Samsung and Google have announced a global patent cross-licensing agreement covering “a broad range of technologies and business areas”.  Samsung’s announcement is lacking in detail and leaves many questions open, but most commentators are focusing on the relevance to Android and the smartphone space, and in particular how this plays out with respect to each company’s position with respect to Apple.

The ongoing smartphone patent wars have been continuing apace and now the web of who is suing who and the deals that are in place has become so complex that most commentators seem to have given up on producing nice diagrams to illustrate the mess (the earliest result on the first page of a search on a well-known search engine for patent wars diagram is from 2012).  However, whatever the ramifications and the details, this deal does appear to be a genuinely significant development.

So of course it will be interesting to see how this plays out with Apple and other competitors in the smartphone space.  However cross-licensing is always a numbers game – the numbers of patents that the big technology players are securing is extraordinary – see this chart with a summary of the 50 companies with the most US patents granted in 2013.  Both Samsung and Google have patent portfolios that cover many areas outside of the smartphone space.  To me this suggests that there may be scope for broader collaboration than the Android issue that is the focus of most disputes at the moment.

The cross-licensing deal also lasts for 10 years and there are bound to be big industry changes within that timeframe.  If you think of how quickly the fortunes of large companies can change – I’m thinking of Nokia, HTC and RIM/Blackberry – it seems inevitable that in a few years’ time there will be other big players on the global scene.  Perhaps Samsung should be more worried about the emergence of Chinese manufacturers in the coming years than the present might of Apple.

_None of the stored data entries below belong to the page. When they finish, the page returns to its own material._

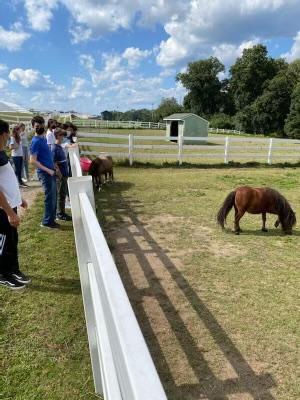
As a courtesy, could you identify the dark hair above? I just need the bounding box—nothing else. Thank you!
[31,115,45,127]
[12,125,21,144]
[47,118,57,130]
[0,119,9,135]
[54,128,66,139]
[19,122,25,130]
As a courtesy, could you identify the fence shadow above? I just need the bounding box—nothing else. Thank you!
[95,183,276,400]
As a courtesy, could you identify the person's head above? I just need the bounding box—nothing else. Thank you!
[19,122,26,133]
[31,115,45,135]
[54,128,66,144]
[47,119,57,131]
[63,122,77,142]
[12,125,21,144]
[0,119,10,148]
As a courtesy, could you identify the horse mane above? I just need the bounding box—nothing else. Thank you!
[267,188,296,228]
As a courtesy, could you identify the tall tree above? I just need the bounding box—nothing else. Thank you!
[229,45,281,111]
[154,97,183,121]
[284,82,300,138]
[177,57,224,116]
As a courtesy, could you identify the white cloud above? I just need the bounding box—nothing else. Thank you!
[0,78,8,89]
[122,47,152,68]
[212,39,260,67]
[156,0,300,67]
[0,25,30,51]
[9,68,41,88]
[0,64,8,74]
[24,0,58,31]
[69,25,92,44]
[69,77,91,99]
[8,68,63,93]
[282,31,300,62]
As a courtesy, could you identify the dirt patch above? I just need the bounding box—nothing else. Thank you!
[19,182,42,218]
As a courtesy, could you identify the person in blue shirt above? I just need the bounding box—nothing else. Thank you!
[30,115,59,229]
[52,129,72,221]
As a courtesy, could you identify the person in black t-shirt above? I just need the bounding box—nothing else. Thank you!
[0,119,30,290]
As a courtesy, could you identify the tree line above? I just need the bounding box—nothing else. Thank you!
[101,45,300,138]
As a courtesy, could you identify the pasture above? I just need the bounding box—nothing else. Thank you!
[96,165,299,399]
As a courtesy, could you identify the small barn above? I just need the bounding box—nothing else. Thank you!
[164,113,209,143]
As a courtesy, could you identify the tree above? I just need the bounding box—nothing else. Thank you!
[209,113,235,129]
[229,45,280,111]
[177,57,224,116]
[101,110,113,120]
[236,71,295,135]
[284,82,300,138]
[154,97,183,121]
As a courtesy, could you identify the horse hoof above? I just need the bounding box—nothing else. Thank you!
[262,228,268,232]
[235,231,240,235]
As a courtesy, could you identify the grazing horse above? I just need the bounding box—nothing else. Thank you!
[89,155,114,191]
[217,186,296,234]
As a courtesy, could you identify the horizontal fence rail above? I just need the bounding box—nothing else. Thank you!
[73,119,166,130]
[67,146,167,399]
[78,132,300,165]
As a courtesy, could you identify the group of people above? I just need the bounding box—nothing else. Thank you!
[0,115,78,290]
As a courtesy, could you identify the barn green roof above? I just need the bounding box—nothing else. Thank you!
[163,113,209,123]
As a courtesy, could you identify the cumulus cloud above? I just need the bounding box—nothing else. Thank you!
[69,77,91,99]
[282,31,300,62]
[0,25,30,51]
[0,78,8,89]
[156,0,300,67]
[122,47,152,68]
[69,25,92,44]
[24,0,58,31]
[212,39,260,67]
[0,64,8,74]
[8,68,63,92]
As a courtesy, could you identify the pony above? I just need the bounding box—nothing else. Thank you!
[217,186,296,234]
[89,155,114,191]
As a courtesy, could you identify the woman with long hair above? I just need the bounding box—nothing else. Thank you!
[9,125,26,187]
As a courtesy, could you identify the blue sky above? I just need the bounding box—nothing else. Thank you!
[0,0,300,114]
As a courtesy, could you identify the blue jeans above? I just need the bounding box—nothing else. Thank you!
[38,171,57,225]
[13,156,23,184]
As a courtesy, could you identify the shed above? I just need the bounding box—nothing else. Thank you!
[163,113,209,143]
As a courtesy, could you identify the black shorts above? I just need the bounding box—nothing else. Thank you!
[0,208,19,275]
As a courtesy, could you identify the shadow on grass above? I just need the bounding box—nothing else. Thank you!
[95,182,276,400]
[29,275,81,295]
[115,159,300,170]
[222,228,300,237]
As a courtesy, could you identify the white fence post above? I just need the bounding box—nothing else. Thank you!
[128,133,134,166]
[224,136,230,164]
[178,134,183,165]
[267,138,273,165]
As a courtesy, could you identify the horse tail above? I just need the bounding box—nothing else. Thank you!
[217,191,236,229]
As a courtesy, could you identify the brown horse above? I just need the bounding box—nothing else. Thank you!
[89,155,114,191]
[217,186,296,234]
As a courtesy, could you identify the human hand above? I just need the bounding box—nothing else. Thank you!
[8,211,20,228]
[48,169,55,176]
[21,199,28,209]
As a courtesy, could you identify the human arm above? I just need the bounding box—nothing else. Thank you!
[0,191,20,227]
[30,154,55,176]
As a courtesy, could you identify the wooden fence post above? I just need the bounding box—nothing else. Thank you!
[267,138,273,165]
[224,136,229,164]
[128,134,134,166]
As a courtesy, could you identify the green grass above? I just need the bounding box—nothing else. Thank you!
[0,195,101,400]
[95,166,300,400]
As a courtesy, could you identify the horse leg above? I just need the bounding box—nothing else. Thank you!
[234,208,245,234]
[274,218,280,228]
[261,212,268,232]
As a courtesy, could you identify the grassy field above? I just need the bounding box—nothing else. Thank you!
[95,165,300,400]
[0,195,101,400]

With that perspective, I think the combination of Google’s software capabilities and Samsung’s hardware expertise might have a wider significance, in areas such as wearable tech and the “internet of things”.  If these companies really do end up engaging in “deeper collaboration on research and development of current and future products and technologies” as mentioned in the official release, then it will be fascinating to see what develops.